Il aura fallu le passage du courant post-moderne pour donner une seconde chance aux icônes noires de la culture pop : après la relecture réjouissante de Julia Roberts de la méchante reine dans le Blanche Neige de Tarsem Singh, voici venir Angelina Jolie pour celle de La Belle au bois dormant, cette fois sous l’égide très officielle du studio Disney. Le studio aux grandes oreilles aura-t-il su mettre de côté son conservatisme notoire pour donner une véritable ampleur à son personnage, ou Maléfique n’est-il rien de plus qu’une juteuse opération commerciale de recyclage ? La balance penche en faveur d’une relecture moderne, intelligemment conçue, mais handicapée par un respect trop servile à l’égard du film de Clyde Geromini.
Tradition orale
Impressionnante magie que celle des frères Grimm, de Charles Perrault ou de Hans Christian Andersen : par le truchement du papier, les contes sont devenus canons ; les récits du merveilleux, une part immuable de la culture dont on ne saurait, décemment, dévier. Pourtant, il est bien légitime de se les approprier, comme toute histoire : le droit premier du conteur est de dire « je préfère ma version à moi ». Il suffit de voir la distribution côté scénario pour s’en rendre compte : Linda Woolverton, au scénario de Maléfique, vient après une dizaine de personnes, dont elle reprend partiellement les travaux. Mais, à n’en pas douter, elle préfère sa version. Que cela soit dit : nous aussi.
Il s’agit donc de nous présenter Maléfique, jeune gardienne du royaume des fées, qui va passer de joyeuse et insouciante à vengeresse et… maléfique, après sa confrontation avec la veulerie intrinsèque du cœur des hommes. C’était couru d’avance : le nom d’une fée la lie, décide de son devenir sans qu’elle puisse y échapper. Mais, il lui est donné de nuancer ce destin, de faire des choix plus subtils, plus ambigus – ce qui sera le cas du personnage créé par Linda Woolverton, et campé par Angelina Jolie. Alors que la série d’affiches du film la montre d’une blancheur d’aspirine, le film n’adopte jamais cette esthétique, laissant à l’actrice le soin d’interpréter les doutes, colères et tourments du personnage. Engoncée dans des costumes formidables, elle parvient cependant à exister, sans jamais donner dans les excès caricaturaux de Charlize Theron en méchante reine dans Blanche-Neige et le chasseur.
Merveilles et entraves
Ces costumes sont la partie émergée de l’iceberg, mais la qualité première de Maléfique est sa direction artistique, absolument formidable : la doit-on à David Allday et à son équipe, ou plutôt à l’influence de Robert Stromberg, technicien d’effets spéciaux dont c’est ici la première réalisation ? Mystère, mais le CV du second est fourni en réussites graphiques : Le Labyrinthe de Pan, À la croisée des mondes, Captain Sky, Les Chroniques de Riddick… Le monde féerique de Maléfique est tout à fait impressionnant, sans la moindre fausse note capable de briser le charme, loin des fautes de goût qui ont accompagné les premiers temps des effets spéciaux numériques.

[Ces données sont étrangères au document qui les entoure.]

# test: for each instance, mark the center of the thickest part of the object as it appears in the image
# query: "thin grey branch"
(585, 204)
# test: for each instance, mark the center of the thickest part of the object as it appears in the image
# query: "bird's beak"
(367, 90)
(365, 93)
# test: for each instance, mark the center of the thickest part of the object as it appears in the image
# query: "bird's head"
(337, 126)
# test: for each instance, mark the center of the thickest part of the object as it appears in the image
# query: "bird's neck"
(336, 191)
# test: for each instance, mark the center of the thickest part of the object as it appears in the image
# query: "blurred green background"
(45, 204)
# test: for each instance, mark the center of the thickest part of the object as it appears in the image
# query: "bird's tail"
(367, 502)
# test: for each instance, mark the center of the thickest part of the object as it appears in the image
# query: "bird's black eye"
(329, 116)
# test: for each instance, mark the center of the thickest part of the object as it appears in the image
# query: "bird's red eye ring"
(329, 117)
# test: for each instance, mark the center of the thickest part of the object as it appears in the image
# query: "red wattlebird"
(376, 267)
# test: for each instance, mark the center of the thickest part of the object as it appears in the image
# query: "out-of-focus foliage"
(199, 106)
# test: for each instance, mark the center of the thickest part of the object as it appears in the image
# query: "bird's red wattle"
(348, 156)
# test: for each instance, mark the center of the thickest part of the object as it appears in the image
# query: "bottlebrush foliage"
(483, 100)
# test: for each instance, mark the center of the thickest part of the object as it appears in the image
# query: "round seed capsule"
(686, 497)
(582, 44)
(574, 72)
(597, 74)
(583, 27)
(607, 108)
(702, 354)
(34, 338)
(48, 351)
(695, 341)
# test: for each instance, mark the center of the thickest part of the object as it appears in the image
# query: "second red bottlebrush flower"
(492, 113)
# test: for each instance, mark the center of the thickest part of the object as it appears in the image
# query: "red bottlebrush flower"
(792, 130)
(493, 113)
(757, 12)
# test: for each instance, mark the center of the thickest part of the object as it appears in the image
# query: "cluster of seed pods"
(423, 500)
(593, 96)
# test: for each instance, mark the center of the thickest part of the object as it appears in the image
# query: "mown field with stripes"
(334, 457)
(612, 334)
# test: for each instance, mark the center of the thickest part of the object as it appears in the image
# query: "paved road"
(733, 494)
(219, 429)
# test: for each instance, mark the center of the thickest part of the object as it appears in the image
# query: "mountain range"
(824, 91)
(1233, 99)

Crédible, voire enthousiasmant, cet univers graphique est plaqué sur un récit qui s’attache à surprendre, à fouiner dans les recoins d’un conte qu’on croyait connu pour y débusquer une autre histoire, plus profonde et plus émouvante que le très programmatique scénario de La Belle au bois dormant. Dans l’ensemble, la tentative est convaincante – mais le script de Linda Woolverton peine parfois à se détacher complètement du film de 1959. Dans ces moments, Maléfique semble englué dans un passé encombrant, pataud : le statut de « classique », si complaisamment attaché à tous ses films par Disney, comme celui de chef d’œuvre est attaché à tout nouveau film du studio Ghibli – qui a dit « galvaudé » ? On croit donc assister à un conflit entre la fidélité servile à un mythe autoproclamé et une relecture intelligente – conflit sans lequel Maléfique aurait sans nul doute été encore plus enthousiasmant. Malgré tout, en l’état, que Robert Stromberg et Linda Woolverton soient rassurés : on préfère leur version à eux.